For tissue bacterial culture, mice were euthanized at 18 h postinjection. Tissues were isolated and weighed under sterile conditions, and they were homogenized in PBS followed by serial dilution; each dilution was plated on Tryptic Soy Agar (Becton Dickinson). Plates were incubated overnight at 37 °C; the number of colonies was counted and multiplied by the corresponding dilution factor, and the result is expressed as cfu per gram.

5-Methylcytosine Measurements.

Briefly, genomic DNA (gDNA) was isolated from mice tails using a DNeasy Blood & Tissue Kit (Qiagen). The gDNA (100 ng) was coated with 5-methylcytosine (5-mC) coating buffer and then, immediately denatured at 98 °C for 5 min in a thermal cycler. The denaturing DNA was blocked with 5-mC Elisa buffer, and 5-mC levels in gDNA were determined using and anti–5-mC antibody (Zymo Research).

Statistical Analysis.

Standard t tests were conduct via STATA (45) to compare mean IL-10 levels among mutant and wild-type Dnmt3a individuals. Before testing, IL-10 levels (picograms per milliliter) were log transformed to satisfy normality assumptions and to mitigate variance heterogeneity. All P values were 2 sided, and no adjustment for multiple comparisons was made here. (For completeness, the additional tests comparing Dnmt3a groups for PB and RB subgroups were formulated post hoc and are considered exploratory.)

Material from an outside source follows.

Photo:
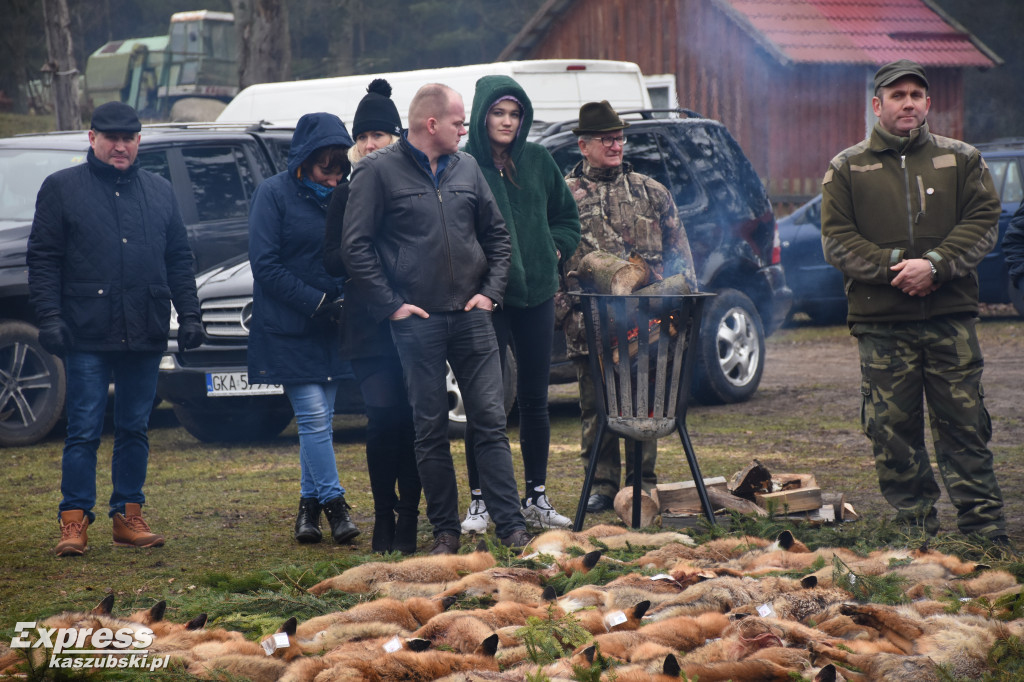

Demographic and clinical characteristics for the persistent and resolving bacteremia patients as well as for the DNMT3A genotype groups are presented as counts and percentages for categorical variables and as medians and quartiles for the continuous measures. Statistical comparisons comparing the groups were performed with Fisher’s exact test and the Mann–Whitney U test as appropriate. Differences in experimental results for continuous measures were also compared with the Mann–Whitney U test, and statistical differences in survival of experimental are displayed as Kaplan–Meier curves and tested with the log rank test. P values of <0.05 were considered statistically significant. These analyses were conducted with SAS 9.4 (SAS Institute).